The film was 1947's "A Double Life," and it would provide Ms. Winters with her first notable part. She played the mistress and unwitting Desdemona to a psychotic Shakespearean actor (Ronald Colman). Colman won the Oscar that year, and the film's overall acclaim brought much attention to Ms. Winters's talents.
Then under a long contract at Universal studios, she was rushed into a series of forgettable musicals and gangster melodramas. Periodically, she grabbed better assignments as a freelancer. Among her notable work was playing Myrtle Wilson in "The Great Gatsby" (1949) with Alan Ladd, and a hostage who develops romantic feelings for thug John Garfield in "He Ran All the Way" (1951).

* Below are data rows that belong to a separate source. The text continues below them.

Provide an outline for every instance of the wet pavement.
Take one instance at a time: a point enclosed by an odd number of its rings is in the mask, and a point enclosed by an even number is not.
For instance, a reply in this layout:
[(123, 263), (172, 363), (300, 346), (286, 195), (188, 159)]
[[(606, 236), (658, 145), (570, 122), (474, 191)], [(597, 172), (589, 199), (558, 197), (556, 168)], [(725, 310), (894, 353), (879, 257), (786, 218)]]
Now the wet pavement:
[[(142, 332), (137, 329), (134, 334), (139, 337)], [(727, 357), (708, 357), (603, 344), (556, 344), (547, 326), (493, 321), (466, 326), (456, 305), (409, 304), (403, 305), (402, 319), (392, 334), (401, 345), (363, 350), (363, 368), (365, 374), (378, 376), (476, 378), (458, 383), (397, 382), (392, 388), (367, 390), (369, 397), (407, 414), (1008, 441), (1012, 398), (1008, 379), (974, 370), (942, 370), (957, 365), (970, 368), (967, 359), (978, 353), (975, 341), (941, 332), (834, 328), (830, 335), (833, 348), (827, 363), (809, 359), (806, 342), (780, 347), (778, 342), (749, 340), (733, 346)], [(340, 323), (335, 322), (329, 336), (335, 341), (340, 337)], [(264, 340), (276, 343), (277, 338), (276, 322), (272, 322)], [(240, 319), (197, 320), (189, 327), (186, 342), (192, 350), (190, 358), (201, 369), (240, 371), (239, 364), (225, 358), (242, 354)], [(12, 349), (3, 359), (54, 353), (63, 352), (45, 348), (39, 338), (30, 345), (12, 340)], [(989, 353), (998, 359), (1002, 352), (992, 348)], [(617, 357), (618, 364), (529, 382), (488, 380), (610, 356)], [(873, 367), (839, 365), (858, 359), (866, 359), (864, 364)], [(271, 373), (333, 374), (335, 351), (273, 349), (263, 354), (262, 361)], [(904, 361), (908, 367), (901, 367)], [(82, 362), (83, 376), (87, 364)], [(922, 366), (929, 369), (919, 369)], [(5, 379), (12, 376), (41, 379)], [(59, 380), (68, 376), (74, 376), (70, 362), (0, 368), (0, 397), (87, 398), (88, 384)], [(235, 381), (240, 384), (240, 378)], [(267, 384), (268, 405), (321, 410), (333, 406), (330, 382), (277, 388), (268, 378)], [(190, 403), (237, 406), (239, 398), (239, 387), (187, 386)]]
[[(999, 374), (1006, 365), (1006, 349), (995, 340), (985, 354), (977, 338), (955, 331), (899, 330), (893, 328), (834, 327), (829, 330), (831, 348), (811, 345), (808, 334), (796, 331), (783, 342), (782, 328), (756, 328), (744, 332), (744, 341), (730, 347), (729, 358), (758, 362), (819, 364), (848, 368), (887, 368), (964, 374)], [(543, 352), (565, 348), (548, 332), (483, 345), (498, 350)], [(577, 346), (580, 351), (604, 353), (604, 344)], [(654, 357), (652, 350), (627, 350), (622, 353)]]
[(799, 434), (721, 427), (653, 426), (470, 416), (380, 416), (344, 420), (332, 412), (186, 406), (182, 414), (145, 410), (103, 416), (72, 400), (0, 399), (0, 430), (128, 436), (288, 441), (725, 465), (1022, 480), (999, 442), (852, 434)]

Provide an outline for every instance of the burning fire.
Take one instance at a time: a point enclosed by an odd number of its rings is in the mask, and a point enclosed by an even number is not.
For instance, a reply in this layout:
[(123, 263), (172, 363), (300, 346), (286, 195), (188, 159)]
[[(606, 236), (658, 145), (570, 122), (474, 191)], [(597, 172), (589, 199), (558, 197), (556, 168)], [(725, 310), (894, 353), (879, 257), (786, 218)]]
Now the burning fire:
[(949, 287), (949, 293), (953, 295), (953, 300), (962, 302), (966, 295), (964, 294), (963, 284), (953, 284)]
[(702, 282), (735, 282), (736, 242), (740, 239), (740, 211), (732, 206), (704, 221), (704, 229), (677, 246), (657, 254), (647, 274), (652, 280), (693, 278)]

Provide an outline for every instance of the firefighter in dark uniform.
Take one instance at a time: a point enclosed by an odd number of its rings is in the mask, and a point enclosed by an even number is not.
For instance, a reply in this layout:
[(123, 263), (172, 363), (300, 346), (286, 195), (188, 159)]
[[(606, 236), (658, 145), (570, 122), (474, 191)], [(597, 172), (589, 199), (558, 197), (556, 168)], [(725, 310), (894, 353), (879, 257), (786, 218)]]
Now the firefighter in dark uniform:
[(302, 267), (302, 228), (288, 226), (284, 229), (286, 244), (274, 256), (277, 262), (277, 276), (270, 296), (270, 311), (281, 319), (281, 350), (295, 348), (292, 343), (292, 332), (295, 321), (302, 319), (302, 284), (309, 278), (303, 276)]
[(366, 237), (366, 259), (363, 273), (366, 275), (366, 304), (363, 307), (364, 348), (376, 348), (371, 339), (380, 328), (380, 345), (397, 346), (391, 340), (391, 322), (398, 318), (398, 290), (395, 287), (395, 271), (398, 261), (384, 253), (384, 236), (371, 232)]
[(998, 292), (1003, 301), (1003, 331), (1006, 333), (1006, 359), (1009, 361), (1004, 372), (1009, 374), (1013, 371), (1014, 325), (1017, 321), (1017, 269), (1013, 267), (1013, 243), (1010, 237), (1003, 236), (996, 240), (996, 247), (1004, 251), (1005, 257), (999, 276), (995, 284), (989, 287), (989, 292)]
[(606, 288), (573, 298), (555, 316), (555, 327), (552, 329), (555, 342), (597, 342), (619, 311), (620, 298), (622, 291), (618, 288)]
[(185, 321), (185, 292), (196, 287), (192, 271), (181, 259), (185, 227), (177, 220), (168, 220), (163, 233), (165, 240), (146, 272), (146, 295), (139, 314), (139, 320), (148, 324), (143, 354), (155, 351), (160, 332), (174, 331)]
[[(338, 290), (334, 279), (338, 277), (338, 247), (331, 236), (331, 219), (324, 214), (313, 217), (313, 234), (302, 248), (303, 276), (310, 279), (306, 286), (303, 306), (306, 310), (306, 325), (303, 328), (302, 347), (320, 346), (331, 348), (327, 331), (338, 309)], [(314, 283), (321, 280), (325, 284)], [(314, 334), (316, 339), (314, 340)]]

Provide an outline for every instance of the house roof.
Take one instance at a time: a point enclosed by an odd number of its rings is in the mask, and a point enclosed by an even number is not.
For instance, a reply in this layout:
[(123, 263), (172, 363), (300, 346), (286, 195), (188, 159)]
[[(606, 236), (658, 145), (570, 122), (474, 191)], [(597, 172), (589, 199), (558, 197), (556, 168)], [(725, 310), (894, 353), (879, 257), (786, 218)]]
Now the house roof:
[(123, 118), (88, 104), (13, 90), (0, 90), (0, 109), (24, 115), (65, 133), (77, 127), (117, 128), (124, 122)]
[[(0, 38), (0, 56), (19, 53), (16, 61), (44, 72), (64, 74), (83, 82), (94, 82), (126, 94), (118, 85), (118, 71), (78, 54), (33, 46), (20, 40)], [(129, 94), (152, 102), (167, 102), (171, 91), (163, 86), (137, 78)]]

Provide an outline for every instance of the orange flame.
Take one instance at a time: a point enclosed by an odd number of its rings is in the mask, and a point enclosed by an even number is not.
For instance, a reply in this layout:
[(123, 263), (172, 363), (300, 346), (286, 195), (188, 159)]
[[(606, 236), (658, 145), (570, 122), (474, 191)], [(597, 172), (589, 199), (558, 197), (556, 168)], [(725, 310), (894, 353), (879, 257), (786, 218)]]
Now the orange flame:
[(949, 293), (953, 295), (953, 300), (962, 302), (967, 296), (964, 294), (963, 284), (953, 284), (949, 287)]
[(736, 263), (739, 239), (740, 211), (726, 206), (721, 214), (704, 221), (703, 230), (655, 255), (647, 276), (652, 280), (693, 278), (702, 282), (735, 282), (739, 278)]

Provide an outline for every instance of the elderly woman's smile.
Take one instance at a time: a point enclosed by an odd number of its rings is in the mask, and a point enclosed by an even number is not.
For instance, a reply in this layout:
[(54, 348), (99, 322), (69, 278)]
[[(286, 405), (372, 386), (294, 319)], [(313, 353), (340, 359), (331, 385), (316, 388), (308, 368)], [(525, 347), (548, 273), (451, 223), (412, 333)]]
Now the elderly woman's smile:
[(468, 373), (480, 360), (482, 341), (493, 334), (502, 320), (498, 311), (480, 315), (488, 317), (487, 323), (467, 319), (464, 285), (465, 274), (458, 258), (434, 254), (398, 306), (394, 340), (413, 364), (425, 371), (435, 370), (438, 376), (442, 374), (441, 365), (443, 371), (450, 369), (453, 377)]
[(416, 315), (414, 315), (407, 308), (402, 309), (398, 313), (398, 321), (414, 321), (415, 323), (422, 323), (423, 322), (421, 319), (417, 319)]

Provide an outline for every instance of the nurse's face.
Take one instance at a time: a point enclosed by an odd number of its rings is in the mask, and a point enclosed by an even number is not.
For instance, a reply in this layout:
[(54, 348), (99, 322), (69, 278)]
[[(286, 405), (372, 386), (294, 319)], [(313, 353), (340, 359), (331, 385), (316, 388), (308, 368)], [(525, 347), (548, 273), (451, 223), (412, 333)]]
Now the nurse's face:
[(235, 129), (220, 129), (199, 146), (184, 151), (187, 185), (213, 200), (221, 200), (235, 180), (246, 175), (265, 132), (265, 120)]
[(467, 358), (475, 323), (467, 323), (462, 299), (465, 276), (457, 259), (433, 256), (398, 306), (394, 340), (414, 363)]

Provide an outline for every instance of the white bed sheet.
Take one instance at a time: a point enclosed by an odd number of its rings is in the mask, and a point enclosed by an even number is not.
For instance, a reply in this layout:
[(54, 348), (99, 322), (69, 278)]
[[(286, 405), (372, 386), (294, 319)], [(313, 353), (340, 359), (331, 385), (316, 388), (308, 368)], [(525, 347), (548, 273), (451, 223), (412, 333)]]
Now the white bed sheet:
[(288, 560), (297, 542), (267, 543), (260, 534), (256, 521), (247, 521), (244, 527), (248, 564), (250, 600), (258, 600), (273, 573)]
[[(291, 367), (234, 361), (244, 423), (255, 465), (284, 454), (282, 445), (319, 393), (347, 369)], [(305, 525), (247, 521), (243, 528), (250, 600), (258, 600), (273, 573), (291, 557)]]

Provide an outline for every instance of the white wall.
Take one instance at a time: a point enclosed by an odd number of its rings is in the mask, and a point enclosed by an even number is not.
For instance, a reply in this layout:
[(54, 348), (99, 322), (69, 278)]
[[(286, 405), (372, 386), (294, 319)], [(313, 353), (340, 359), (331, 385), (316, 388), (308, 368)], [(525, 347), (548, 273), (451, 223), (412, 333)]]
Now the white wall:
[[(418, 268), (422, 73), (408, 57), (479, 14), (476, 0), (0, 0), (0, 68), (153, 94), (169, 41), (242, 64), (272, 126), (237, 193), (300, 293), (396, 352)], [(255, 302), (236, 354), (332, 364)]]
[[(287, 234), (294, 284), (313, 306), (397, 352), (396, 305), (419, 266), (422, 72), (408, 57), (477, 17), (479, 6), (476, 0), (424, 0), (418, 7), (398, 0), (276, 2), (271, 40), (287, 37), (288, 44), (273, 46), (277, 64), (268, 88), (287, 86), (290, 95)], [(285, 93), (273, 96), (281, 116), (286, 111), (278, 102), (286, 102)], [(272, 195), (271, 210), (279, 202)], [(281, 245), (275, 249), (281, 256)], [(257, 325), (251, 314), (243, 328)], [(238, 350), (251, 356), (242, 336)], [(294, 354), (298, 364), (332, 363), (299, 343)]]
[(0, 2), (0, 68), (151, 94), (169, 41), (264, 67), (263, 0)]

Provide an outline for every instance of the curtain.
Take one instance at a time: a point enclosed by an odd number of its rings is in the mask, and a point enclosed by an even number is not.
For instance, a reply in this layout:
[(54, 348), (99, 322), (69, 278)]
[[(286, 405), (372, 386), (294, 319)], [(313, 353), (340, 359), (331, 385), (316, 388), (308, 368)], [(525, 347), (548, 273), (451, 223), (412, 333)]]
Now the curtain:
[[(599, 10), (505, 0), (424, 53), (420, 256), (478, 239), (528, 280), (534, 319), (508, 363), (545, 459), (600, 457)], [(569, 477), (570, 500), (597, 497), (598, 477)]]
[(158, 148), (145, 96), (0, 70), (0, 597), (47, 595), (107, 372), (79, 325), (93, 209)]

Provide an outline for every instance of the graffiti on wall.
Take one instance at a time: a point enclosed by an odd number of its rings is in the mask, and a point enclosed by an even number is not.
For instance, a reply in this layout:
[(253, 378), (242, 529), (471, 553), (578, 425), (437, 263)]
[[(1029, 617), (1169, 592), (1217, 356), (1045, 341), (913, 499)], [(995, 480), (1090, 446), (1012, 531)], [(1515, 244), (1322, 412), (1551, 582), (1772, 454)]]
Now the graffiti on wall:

Ms. Winters wanted badly to do a big-budget picture, and she devoted her time to pursuing one of the most sought-after roles in Hollywood: a mousy factory worker impregnated by social-climber Montgomery Clift in "A Place in the Sun."
Desperate to prove her ability beyond what she called blond bombshell publicity, Ms. Winters showed up for her first meeting with director George Stevens looking so meek and pathetic that he didn't recognize her.
He was so pleased with her immersion in the character that he offered her the role immediately. Ms. Winters, who received her first Oscar nomination in the part, later called Stevens the best director she had known. They worked again on "The Diary of Anne Frank," when she recalled Stevens playing the song "Purple People Eater" to loosen up the cast after tense scenes.
By the mid-1950s, she was veering into scene-stealing secondary roles, such as the secretary and mistress to Paul Douglas in "Executive Suite" (1954); a trampy actress who gets murdered in "The Big Knife" (1955), starring Jack Palance; and a widow who falls victim to a murderous preacher, played by Robert Mitchum, in "The Night of the Hunter" (1955).
"Mitchum, who was and is famous for playing jokes and kidding around on the set, was contained and serious throughout the filming," she later wrote. "Charles Laughton directed the film slowly and carefully. And we knew when we saw the first rushes that we were part of something classic and timeless. 'Night of the Hunter' is probably the most thoughtful and reserved performance I ever gave."
Ms. Winters studied acting with Laughton but also was a follower of the "Method," a naturalistic performance style in which actors plumb their own lives for motivation.
When her studio contract expired, Ms. Winters revived her stage career. She won praise as a heroin addict's wife in Michael V. Gazzo's drama "A Hatful of Rain" (1955).
Critic Brooks Atkinson wrote of Ms. Winters in the New York Times: "She is simple, aware of all that is going on around her, good-humored and full of compassion and decision when the last scene comes around. She had the taste as well as the craft for a lucid and disarming character portrait."
Also in the Broadway cast were Ben Gazzara and her third husband, Anthony Franciosa, of whom she later wrote: "If there had been an Olympic sex team that year, Tony would have been the champion." They later divorced.
Ms. Winters began writing short plays, culminating in a series of one-acts produced off Broadway in 1970 under the title "One Night Stands of a Noisy Passenger." In the cast was a young Robert DE Niro, who also played her drug-addicted son in Roger Corman's film "Bloody Mama" (1970).
Many of her later roles were Jewish-mother parts, from "Next Stop, Greenwich Village" (1976) to "The Delta Force" (1986). Her last film was the Italian farce "La Bomba" (1999), which reunited her with her second husband, the Italian stage and film actor Vittorio Gassman. She said they divorced in 1954 after she discovered him romancing his 16-year-old Ophelia in a production of "Hamlet."
Her first marriage, to a Chicago textile salesman named Mack P. Mayer, also ended in divorce.
Survivors include a daughter from her second marriage.